Cevap: Ben libasa ilişiyordum. Hükûmet iyi bir adamdır. Pislerin libasını giymişti. Biz o libası yırtmak ve yıkamak isterdik, olamadı. Zamana bıraktık, tâ yavaş yavaş yırtılsın. Evet, namazı kılıyordu, kıbleyi tanımıyordu, sonra tanıdı ve tanıyacaktır. Ehven-i şerreyn, bir adalet-i izafiyedir. Fakat kemâl-i telehhüf ile bağırıyorum ki şiddete inkılâb eden fikr-i intikamın tedâhülü ve heyecânâtı intâc eden tecrübesizlik, üzerimize emri şiddetlendirdi, pahalaştırdı. Muvakkaten bir nevi karanlık çöktü. Emin olunuz ki çekilecektir.

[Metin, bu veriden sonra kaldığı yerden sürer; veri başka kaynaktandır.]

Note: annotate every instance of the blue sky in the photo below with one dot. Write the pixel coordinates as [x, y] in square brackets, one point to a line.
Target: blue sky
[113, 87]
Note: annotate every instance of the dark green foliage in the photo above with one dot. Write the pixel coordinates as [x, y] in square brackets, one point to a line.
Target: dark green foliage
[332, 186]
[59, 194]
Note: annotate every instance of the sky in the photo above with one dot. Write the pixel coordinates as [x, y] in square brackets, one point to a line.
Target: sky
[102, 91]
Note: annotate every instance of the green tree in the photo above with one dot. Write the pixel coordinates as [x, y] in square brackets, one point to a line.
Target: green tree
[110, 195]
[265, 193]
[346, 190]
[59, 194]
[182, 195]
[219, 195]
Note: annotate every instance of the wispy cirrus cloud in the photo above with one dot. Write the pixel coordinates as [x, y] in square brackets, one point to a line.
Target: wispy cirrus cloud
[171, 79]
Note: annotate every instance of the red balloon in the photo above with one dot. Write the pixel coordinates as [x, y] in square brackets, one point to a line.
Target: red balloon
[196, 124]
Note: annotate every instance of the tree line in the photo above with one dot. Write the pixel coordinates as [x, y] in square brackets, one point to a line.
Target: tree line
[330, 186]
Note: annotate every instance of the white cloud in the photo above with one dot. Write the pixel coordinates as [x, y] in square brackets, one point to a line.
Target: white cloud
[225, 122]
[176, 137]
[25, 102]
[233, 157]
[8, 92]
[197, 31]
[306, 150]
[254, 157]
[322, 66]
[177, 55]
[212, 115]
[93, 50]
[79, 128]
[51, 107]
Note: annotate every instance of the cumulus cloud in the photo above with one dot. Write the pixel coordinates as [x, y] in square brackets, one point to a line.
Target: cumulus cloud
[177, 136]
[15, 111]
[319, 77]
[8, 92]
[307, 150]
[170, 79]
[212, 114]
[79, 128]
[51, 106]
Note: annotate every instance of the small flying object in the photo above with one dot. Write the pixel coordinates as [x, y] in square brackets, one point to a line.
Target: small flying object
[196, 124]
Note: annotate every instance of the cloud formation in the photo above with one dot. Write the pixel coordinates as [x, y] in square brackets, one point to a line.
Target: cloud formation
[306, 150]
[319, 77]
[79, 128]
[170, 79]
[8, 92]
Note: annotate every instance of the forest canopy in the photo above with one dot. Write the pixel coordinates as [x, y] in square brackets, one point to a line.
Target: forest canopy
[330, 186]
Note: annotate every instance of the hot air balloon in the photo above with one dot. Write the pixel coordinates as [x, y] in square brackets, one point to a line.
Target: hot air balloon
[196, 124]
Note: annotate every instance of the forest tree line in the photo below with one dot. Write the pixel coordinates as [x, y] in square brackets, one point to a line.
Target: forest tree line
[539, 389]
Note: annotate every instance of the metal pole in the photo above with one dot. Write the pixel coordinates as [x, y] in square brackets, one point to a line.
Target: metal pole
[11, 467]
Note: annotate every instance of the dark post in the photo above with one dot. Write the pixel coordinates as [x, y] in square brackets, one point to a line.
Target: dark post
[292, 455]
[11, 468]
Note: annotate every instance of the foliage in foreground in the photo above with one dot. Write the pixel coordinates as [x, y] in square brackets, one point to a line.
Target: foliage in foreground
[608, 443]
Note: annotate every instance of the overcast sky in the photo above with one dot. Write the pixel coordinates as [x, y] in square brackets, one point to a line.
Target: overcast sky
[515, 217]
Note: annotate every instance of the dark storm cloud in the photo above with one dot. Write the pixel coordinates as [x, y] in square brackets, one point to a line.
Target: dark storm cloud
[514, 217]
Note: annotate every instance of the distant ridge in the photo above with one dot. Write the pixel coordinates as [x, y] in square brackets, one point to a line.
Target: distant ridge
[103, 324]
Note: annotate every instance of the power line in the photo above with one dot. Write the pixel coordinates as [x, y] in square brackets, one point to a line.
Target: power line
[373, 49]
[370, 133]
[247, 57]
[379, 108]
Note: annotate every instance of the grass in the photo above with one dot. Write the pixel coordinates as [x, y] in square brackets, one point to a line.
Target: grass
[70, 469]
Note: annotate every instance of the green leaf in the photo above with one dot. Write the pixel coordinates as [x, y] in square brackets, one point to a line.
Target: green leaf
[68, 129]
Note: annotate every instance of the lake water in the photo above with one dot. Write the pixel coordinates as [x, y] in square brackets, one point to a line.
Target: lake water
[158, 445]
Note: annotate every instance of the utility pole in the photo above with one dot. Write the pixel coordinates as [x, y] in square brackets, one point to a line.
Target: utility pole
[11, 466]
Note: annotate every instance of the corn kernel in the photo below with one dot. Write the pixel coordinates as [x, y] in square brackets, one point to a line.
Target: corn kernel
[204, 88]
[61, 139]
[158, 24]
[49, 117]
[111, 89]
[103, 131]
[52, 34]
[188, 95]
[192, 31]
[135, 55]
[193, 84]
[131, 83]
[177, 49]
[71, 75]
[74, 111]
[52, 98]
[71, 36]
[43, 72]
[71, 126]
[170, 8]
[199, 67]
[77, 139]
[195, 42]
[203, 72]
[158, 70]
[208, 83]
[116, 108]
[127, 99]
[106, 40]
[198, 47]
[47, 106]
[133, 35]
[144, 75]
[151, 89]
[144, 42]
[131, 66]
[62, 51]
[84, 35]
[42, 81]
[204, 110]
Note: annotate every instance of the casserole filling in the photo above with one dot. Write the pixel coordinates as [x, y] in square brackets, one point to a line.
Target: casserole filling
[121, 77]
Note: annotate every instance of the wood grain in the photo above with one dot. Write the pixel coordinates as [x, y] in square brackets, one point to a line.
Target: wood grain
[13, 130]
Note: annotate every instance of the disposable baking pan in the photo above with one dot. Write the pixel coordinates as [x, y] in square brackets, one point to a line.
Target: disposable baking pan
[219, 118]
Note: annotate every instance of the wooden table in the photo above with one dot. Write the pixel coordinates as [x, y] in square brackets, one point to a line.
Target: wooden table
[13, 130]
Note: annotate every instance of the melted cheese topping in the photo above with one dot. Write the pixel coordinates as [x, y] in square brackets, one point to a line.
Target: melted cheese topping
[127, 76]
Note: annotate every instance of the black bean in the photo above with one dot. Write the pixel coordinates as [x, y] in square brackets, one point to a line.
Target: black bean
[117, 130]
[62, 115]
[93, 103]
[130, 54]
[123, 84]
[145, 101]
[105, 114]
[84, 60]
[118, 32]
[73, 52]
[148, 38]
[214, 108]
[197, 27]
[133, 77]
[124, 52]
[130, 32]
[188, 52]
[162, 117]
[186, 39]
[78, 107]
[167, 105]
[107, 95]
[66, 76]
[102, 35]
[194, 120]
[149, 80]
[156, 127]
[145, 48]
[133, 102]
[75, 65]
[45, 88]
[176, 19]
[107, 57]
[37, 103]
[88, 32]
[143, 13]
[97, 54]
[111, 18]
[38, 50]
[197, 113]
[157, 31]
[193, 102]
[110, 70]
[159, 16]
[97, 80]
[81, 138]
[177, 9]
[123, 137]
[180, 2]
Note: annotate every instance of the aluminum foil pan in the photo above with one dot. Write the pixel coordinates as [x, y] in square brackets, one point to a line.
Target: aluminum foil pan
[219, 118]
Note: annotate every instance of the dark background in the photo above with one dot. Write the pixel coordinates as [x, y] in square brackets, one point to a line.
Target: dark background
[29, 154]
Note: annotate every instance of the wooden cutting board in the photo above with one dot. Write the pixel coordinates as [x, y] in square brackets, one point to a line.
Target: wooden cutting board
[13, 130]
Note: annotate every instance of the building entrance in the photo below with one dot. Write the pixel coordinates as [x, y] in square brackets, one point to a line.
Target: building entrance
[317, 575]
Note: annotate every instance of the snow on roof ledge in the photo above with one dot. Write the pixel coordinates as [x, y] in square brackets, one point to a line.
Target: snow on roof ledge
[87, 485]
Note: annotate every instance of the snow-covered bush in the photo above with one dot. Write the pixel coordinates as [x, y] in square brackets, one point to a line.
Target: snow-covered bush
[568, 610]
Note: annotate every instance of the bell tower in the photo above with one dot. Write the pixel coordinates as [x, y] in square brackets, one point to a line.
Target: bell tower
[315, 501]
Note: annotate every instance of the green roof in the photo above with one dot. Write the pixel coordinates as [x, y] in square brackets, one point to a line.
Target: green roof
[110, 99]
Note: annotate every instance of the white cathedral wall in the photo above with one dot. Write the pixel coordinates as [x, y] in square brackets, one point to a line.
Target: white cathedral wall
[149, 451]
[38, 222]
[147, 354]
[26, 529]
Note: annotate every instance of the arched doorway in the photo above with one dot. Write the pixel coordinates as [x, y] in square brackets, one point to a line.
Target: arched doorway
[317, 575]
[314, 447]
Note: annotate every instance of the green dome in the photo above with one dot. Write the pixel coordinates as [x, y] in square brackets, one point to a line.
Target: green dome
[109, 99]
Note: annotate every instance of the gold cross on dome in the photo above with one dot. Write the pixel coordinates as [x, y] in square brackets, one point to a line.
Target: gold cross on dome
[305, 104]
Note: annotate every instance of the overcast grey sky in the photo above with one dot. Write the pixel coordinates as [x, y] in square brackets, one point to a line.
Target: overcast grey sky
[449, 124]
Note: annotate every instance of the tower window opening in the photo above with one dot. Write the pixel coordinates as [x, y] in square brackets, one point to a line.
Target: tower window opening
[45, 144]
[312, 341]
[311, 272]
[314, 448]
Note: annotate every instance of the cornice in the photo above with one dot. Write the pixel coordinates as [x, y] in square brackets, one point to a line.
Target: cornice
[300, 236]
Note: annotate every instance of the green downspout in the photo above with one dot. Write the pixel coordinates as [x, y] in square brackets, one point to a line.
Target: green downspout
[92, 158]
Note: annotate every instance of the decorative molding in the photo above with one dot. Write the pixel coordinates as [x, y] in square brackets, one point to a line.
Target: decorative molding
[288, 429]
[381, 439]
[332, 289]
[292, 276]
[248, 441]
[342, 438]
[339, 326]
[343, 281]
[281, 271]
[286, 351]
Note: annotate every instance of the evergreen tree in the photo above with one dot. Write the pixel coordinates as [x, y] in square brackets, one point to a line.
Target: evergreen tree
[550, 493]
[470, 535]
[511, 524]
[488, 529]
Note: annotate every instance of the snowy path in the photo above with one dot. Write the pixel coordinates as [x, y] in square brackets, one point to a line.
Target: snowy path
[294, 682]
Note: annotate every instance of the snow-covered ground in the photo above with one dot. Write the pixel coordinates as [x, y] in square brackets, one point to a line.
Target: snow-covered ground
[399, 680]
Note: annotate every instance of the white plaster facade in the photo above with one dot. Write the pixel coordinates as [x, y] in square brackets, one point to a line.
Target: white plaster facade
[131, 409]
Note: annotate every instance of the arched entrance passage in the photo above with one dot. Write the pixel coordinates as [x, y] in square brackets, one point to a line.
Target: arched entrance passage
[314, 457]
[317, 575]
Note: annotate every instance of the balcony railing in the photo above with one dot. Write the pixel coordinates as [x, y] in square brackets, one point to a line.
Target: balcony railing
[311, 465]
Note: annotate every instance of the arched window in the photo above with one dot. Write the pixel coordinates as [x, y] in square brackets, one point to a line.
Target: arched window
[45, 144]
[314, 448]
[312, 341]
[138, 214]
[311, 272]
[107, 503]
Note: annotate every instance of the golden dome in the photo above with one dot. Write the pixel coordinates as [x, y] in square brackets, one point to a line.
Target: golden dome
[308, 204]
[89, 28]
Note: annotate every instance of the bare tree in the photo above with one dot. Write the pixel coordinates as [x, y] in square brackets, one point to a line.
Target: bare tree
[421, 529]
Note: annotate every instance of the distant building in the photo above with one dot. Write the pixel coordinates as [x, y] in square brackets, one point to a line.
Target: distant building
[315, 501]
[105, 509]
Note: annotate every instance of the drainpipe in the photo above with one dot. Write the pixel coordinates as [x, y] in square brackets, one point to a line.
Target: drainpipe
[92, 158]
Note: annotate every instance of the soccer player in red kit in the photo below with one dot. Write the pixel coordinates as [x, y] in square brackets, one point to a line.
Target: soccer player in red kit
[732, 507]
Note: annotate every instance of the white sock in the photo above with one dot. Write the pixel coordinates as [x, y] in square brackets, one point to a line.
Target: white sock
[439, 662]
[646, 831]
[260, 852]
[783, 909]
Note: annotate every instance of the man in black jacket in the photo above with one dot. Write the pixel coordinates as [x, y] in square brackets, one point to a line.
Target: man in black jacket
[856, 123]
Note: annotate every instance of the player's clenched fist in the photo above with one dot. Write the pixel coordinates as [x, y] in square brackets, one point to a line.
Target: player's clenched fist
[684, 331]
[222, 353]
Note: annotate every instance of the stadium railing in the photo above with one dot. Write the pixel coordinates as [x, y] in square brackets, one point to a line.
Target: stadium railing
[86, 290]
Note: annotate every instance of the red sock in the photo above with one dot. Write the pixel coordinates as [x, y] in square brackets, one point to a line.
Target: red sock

Suâl: “Neden makine-i ahvâl güzelce işlemiyor?”
Cevap: Zira tecrübe, hamiyet, nur-u kalp ve nur-u fikri cem edenler vezaife kifayet etmezler. Bazı ehl-i gayret ve hamiyette meyl-i tahrip meleke olmuş; tamire pek alışık değildir. Bazı ehl-i tecrübe ve tamir ise eskisine bir derece meyil ile istidatları pek müsait değildir. Demek bize bir nesl-i cedid lâzımdır.
Bunu da cidden söylüyorum: Eğer, meşveret Şeriattan bir parmak müfarakat ederse, eski hal yüz arşın ayrılmıştır.
Suâl: “Neden?”
Cevap: Bir ince teli, rüzgâr her tarafa çevirebilir. Fakat içtima ve ittihad ile hâsıl olan hablü’l-metin ve urvetü’l-vüska değme şeylerle tezelzül etmez. İcma-ı ümmet, Şeriatta bir delil-i yakînîdir. Rey-i cumhur, Şeriatta bir esastır.
Meyelân-ı âmme Şeriatta muteber ve muhteremdir.
İşte bakınız, eski padişahların iradesini, Ermeni rüzgârı ve ecnebî havası veya vehmin vesvesesi esmekle çevirebilirdi. O da sükûta rüşvet-i maneviye olarak birçok ahkâm-ı Şeriatı feda ediyordu. Şimdi kapı açıldı fakat tamamı ileride. Üç yüz ârâ-i mütekabile ve efkâr-ı mütehalife, hak ve maslahattan başka bir şey ile musalâha etmez veya sükût etmezler. Hak ve maslahat ise Şeriatta esastır. Fakat “Zaruretler haramları mübah kılar.” kaide-i şer’iyesince bazen haram bildiğimiz şey, ilca-i zaruretle vacib olur. Taaffün etmiş parmak kesilir; tâ el kesilmesin. Selâmet-i millet, cevher-i hayata tevakkuf etse, vermekten tevakkuf edilmez; nasıl ki edilmedi. Dünyada en acib, en garibi, ruhunu iftiharla selâmet-i millete feda edenlerden, bazen garazında menfaat-i cüz’iye-i gururiyesinde buhl eder, vermiyor.
Demek, Şeriatı isteyenler iki kısımdır: Biri, muvazene ile zarureti nazara alarak, müdakkikane Meşrûtiyeti Şeriata tatbik etmek istiyor. Diğeri de, muvazenesiz, zâhirperestâne, çıkılmaz bir yola sapıyor.